- Guy Verhofstaft says David Davis claim that Brexit deal isn't legally binding "undermines trust" between Britain and EU.
- The EU Parliament's chief Brexit coordinator wants the agreement to be amended following Davis' remarks.
- Brexit Secretary Davis claimed on Sunday that the Brexit deal agreed last week was a "statement of intent" and not legally enforceable.
- Davis agrees to work with Verhofstadt to have agreement enshrined in legal text.
LONDON — The EU Parliament's chief Brexit negotiator has accused David Davis of being "unhelpful" and undermining trust between the two sides after the Brexit Secretary claimed the deal agreed last week wasn't legally binding.
Guy Verhofstadt tweeted on Tuesday that the EU Parliament will insist the text of the deal be amended to reflect the EU's position that the agreement on the first phase of Brexit talks is legally enforceable.
Theresa May held overnight talks with the EU, the Irish government and DUP last week to reach an agreement on the issues of citizens' rights, Britain's financial settlement, and the Irish border.
Verhofstadt, a prominent EU Parliamentarian, said today the agreement should be "translated into legal text ASAP."
Remarks by David Davis that Phase one deal last week not binding were unhelpful & undermines trust. EP text will now reflect this & insist agreement translated into legal text ASAP #Brexit
Davis announced on Tuesday afternoon that he has agreed to work together with the EU Parliamentarian to get last week's agreement enshrined in legal text.
Pleasure, as ever, to speak to my friend @guyverhofstadt - we both agreed on the importance of the Joint Report.
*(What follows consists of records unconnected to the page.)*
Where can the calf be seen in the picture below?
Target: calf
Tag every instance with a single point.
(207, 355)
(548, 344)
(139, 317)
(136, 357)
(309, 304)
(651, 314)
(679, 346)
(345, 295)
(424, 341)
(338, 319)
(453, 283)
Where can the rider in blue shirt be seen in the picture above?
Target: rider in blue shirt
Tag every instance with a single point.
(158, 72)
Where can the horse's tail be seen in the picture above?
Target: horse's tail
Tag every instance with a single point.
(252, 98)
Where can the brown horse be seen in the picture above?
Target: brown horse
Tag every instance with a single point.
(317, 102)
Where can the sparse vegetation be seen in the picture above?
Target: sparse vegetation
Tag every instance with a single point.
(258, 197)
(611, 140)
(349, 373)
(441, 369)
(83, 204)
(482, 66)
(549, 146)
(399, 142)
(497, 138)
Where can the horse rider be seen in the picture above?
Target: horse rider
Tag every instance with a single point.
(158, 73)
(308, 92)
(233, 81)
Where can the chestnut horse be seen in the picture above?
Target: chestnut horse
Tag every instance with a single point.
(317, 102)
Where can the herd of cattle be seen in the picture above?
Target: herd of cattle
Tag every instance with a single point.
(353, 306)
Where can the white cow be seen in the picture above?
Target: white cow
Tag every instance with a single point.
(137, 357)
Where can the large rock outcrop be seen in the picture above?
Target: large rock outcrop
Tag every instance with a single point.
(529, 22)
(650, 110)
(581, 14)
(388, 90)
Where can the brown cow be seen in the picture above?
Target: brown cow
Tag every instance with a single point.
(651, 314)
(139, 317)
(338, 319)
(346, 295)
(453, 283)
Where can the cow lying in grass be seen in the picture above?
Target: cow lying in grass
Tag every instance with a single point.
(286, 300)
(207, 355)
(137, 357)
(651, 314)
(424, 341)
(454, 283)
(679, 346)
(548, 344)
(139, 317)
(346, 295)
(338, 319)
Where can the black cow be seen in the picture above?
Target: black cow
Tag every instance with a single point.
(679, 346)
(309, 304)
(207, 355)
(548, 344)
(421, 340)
Let's work together to get it converted into legal text as soon as possible. 1/2 Tweet Embed:
I look forward to working closely with the EP in the next phase, including on a top shared priority: ensuring admin procedures for citizens are as streamlined as possible in both the UK and EU. 2/2 @guyverhofstadt
Davis told the BBC's Andrew Marr on Sunday that the deal reached by British and EU negotiators last week was merely a "statement of intent" and could be scrapped if the EU doesn't offer Britain satisfactory future trading terms.
He denied suggesting that the deal was not legally binding on Monday morning, telling LBC: "They [the media] completely twisted my words, I am afraid."
However, his claim was picked up by Verhofstadt, who has tabled an amendment to the wording of the agreement which the EU27 will agree this week.
The Irish government warned the UK government that it would be prepared to veto further progress in Brexit talks if the agreement reached on avoiding a hard border was not treated as legally binding.
A spokesperson for the Irish government added: "Both Ireland and the EU will be holding the UK to the phase one agreement."
The Irish government’s chief whip, John McHugh, told the country’s RTE broadcaster that the UK government's refusal to accept the phase one agreement as binding was "bizarre" and will not be accepted by the EU27.
"We will as a government, a sovereign government in Ireland, be holding the United Kingdom to account, as will the European Union," McHugh said, responding to Davis' remarks.
"My question to anybody within the British government would be: why would there be an agreement, a set of principled agreements, in order to get to phase two, if they weren’t going to be held up? That just sounds bizarre to me. This, as far as we’re concerned, is a binding agreement, an agreement in principle."